Stanford CS25: V4 I Hyung Won Chung of OpenAI

13 Jun 2024 (over 1 year ago)

Introduction (0s)

Hyung Won Chung is a research scientist at OpenAI, specializing in large language models.
He has worked on various aspects of LLMs, including pre-training, instruction fine-tuning, reinforcement learning with human feedback, reasoning, and more.
Notable works include the scaling FLAN paper (FLAN-T5 and FLAN-PaLM), and T5X, the training framework used to train the PaLM language model.
Before OpenAI, he was at Google Brain and holds a PhD from MIT.
The goal of the lecture is to develop a unified perspective on the history of Transformers to project potential future developments in AI.
By looking at the early history of Transformers, we can learn lessons and gain insights into the future of AI.
The lecture will examine the architectures of Transformers to gain a deeper understanding of their development.

The dominant driving force behind rapid changes in AI research is the exponential decrease in compute costs.
Predicting the future of AI is simpler than predicting the future in general due to its narrower focus.
The traditional approach of modeling human thinking in AI is flawed and limits scalability.
The key to AI research is to leverage cheaper compute, scale up with weaker modeling assumptions, and provide more data to models.
The optimal level of structure or inductive bias for AI models depends on available compute resources.
Removing unnecessary structure is not incentivized in the current AI research paradigm, hindering progress.
Understanding the driving force of cheaper compute and scaling up is crucial for advancing AI research.
Analyzing the history of Transformer models and researcher decisions can provide insights into optimal structures over time.
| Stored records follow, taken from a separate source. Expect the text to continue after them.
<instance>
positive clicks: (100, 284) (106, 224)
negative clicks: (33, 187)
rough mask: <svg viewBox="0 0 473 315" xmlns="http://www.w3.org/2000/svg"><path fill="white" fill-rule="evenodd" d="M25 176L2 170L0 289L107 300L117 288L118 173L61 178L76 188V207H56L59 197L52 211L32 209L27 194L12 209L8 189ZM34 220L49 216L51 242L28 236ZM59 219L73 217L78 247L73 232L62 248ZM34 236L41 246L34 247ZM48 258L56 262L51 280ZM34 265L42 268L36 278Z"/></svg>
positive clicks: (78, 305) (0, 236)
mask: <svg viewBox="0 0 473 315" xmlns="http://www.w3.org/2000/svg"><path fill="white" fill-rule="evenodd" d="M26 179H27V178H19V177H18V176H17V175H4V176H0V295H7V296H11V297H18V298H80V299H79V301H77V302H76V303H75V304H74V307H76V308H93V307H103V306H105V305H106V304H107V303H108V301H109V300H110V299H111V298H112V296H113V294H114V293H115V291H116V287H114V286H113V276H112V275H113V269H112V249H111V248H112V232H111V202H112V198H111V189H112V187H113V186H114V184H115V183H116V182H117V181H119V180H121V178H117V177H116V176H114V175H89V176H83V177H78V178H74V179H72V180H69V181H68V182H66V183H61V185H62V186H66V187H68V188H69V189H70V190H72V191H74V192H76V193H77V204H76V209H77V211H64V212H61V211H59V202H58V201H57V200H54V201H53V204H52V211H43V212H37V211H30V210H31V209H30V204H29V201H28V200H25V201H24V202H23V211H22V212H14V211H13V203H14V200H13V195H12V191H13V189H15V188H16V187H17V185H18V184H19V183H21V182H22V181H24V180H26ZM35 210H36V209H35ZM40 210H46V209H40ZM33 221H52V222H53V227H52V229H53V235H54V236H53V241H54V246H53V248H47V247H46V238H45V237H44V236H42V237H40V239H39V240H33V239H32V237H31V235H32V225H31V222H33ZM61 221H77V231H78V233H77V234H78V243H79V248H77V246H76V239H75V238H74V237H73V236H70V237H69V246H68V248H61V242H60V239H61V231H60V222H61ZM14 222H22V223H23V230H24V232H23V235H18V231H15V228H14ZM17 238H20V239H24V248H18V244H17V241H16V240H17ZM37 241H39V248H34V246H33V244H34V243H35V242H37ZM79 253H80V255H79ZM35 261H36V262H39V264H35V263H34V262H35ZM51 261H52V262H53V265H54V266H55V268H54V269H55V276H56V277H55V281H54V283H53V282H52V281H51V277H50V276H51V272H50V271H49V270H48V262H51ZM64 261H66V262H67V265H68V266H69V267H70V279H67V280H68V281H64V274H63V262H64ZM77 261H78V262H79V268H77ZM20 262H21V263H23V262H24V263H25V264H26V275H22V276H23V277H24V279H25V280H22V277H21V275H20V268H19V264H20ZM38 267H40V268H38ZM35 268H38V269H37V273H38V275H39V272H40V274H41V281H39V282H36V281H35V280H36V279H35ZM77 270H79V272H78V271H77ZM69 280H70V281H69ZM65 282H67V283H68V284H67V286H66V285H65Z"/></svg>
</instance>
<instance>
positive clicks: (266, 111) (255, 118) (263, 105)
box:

A Transformer is a sequence model that uses attention to model the interaction between sequence elements.
There are three types of Transformers: encoder-decoder, encoder-only, and decoder-only.
The encoder-decoder Transformer is the original Transformer and has a more structured architecture compared to the other two types.
The encoder-only Transformer produces a single vector representation of the input sequence, regardless of its length.
The decoder-only Transformer is used in language models like GPT-3 and can generate sequences.
The attention mechanism in the Transformer allows the decoder to attend to some of the encoder's sequence representations.
The key design features of the decoder-only architecture are that self-attention serves both roles and the parameters are shared between input and target sequences.
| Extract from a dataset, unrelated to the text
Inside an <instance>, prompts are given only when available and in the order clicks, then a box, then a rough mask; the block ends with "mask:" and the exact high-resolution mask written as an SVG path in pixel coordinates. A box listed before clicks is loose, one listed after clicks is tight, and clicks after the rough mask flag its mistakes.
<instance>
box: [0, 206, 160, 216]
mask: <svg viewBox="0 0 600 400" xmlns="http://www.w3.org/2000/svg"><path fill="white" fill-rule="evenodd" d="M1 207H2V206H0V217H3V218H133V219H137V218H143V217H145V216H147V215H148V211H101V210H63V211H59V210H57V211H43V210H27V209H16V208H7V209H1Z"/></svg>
The encoder-decoder and decoder-only architectures differ in their attention mechanisms, parameter sharing, and target-to-input attention patterns.
The encoder-decoder architecture has separate cross-attention and self-attention mechanisms, separate encoder and decoder parameters, and target-to-input attention, while the decoder-only architecture shares both attention mechanisms, parameters, and attends to the same layer representation of the encoder.
The additional structures in the encoder-decoder architecture, such as separate input and target parameters, cross-attention, and target-to-input attention, are useful when the input and target sequences are sufficiently different or long.
However, these assumptions may not hold for larger language models, longer target sequences, or multi-turn chat applications.
Bidirectional input attention may not be necessary at scale and presents engineering challenges for modern multi-turn chat applications, while unidirectional fine-tuning is more efficient and allows for caching of previous encodings.
The shift from bidirectional to unidirectional fine-tuning is driven by the exponential decrease in compute costs and the associated scaling efforts.
Analyzing historical artifacts and current events can provide insights into the assumptions and limitations of AI research, enabling the development of more general and scalable solutions.